The details of Reeves’s later life unfold slowly in flashback form as Brody investigates the case. And the truth is, there’s nothing new or daring about any of this… it’s just a very well-made, well-played little investigative journalist movie, with real sadness at its heart, despite the crazy-goofy-but-true High Concept that it’s hung upon. 

Capote, on the other hand, is on a whole other level of quality. Yes, the late Philip Seymour Hoffman really does seem to channel Truman at times, and gives an oscar-worthy performance if there ever was one, but the entire cast is bang-on perfect here, especially including Chris Cooper, Clifton Collins as Perry, and Catherine Keener as Harper Lee. 

What we see here is Capote’s making and unmaking, both at the same time.
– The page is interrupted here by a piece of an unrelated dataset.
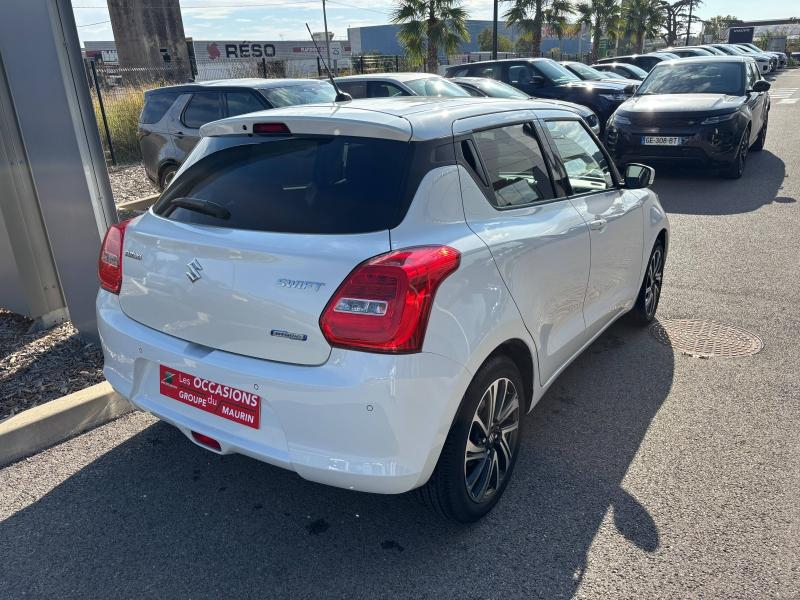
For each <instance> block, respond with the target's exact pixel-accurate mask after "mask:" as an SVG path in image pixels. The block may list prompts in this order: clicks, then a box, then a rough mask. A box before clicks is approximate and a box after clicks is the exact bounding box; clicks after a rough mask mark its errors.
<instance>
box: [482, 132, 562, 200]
mask: <svg viewBox="0 0 800 600" xmlns="http://www.w3.org/2000/svg"><path fill="white" fill-rule="evenodd" d="M473 137H474V138H475V144H476V145H477V147H478V152H479V154H480V156H481V159H482V160H483V164H484V166H485V167H486V171H487V174H488V176H489V186H490V187H491V188H492V190H493V191H494V202H493V204H494V205H495V206H496V207H497V208H515V207H518V206H525V205H527V204H531V203H533V202H539V201H541V200H547V199H549V198H553V197H554V194H553V185H552V183H551V182H550V176H549V174H548V173H547V166H546V164H545V162H544V158H543V157H542V150H541V148H540V147H539V142H538V141H537V139H536V134H535V131H534V128H533V126H532V125H531V124H530V123H522V124H519V125H509V126H507V127H498V128H496V129H487V130H485V131H478V132H476V133H475V134H474V135H473Z"/></svg>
He is revealed as a man with a genuine double nature: almost supernaturally caring and empathetic on the one hand (and it’s genuine: not something put on for show, but a real sympathetic connection with and interest in the people he meets from all walks of life) and on the other hand a rapacious snake-in-the-grass who will stop at nothing, including manipulating the events of a murder trial, to get what he wants: and who then who hates himself for having gotten it. 

The Truman Capote of his later life, the man who never finished another book, and who behaved the way he did at parties and on talk shows, who died relatively young of alcohol and drug abuse: the birthing of that man is presented in detail here, and I felt that I understood him for the first time. 

With its lovely, stark camera work and the aloof manner in which it approaches the story, Capote could almost have been directed by Woody Allen in his Interiors phase. The film is treated not as a biopic but as a drama (almost a thriller) with another drama at its heart. I found it haunting, deep and immersive; only the gimmick, the real-life High Concept behind it, differentiates it from the great films of the ‘Seventies.